Часть 16 из 104 В начало
Для доступа к библиотеке пройдите авторизацию
— Вовсе нет. Прошу вас, сэр Этелред, не придавайте моим словам этого совершенно неверного смысла.
— Тогда что? Слишком умный?
— И этого, по большому счету, нельзя сказать. Все сведения, на которых основаны мои предположения, я получил от него. Единственное, что я установил сам, — это то, что он неофициально использовал этого человека для своих целей. Кто упрекнет его в этом? Он набил себе руку в полицейской работе. Он так и сказал мне, что для работы ему нужны инструменты. Мне подумалось, что этот инструмент должен быть предоставлен в распоряжение Особого отдела в целом, а не оставаться частной собственностью главного инспектора Хита. И согласно моему представлению о назначении отдела, тайных агентов нужно упразднить. Но главный инспектор Хит работает в отделе давно. Он может обвинить меня в том, что я искажаю моральные принципы работы и ставлю под удар ее эффективность. Ожесточившись, он может сказать, что я оказываю покровительство преступному сообществу революционеров. Ничего другого ему в голову и не придет.

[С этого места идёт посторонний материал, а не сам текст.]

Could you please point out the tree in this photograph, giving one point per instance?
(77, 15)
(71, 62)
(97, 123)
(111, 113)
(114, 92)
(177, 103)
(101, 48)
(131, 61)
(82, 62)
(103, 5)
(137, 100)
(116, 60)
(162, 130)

— Положим. И что из этого следует?
— Во-первых, нам не принесет особой пользы попытка заявить на публике, что акты насилия, повлекшие за собой ущерб собственности или гибель людей, дело рук вовсе не анархистов, а кого-то еще — неких негодяев, действовавших под прикрытием власти. И последнее, как мне видится, происходит гораздо чаще, чем мы думаем. Во-вторых, очевидно, что существование людей, находящихся на жалованье у иностранных правительств, до известной степени подрывает эффективность нашего надзора. Агент такого рода может действовать куда решительнее, чем самые отчаянные из заговорщиков. Его ничто не сдерживает. Он не отрицает закон, потому что верит в абсолютное отрицание: его беззаконие вытекает из неверия в какие-либо принципы. В-третьих, наличие этих агентов в революционных ячейках, которым мы — чем нас постоянно попрекают — даем у себя приют, лишает возможности судить о чем бы то ни было с уверенностью. Недавно вы получили от главного инспектора Хита успокоительные заверения. Они отнюдь не были беспочвенны — и вот тем не менее случился этот эпизод. Я говорю об эпизоде, поскольку дело это, уверен, эпизодично; оно не является частью более обширного замысла, пусть даже самого бредового. Те самые особенности, которые изумляют и озадачивают главного инспектора Хита, на мой взгляд, не оставляют в этом ни малейших сомнений. Я не вдаюсь в подробности, сэр Этелред.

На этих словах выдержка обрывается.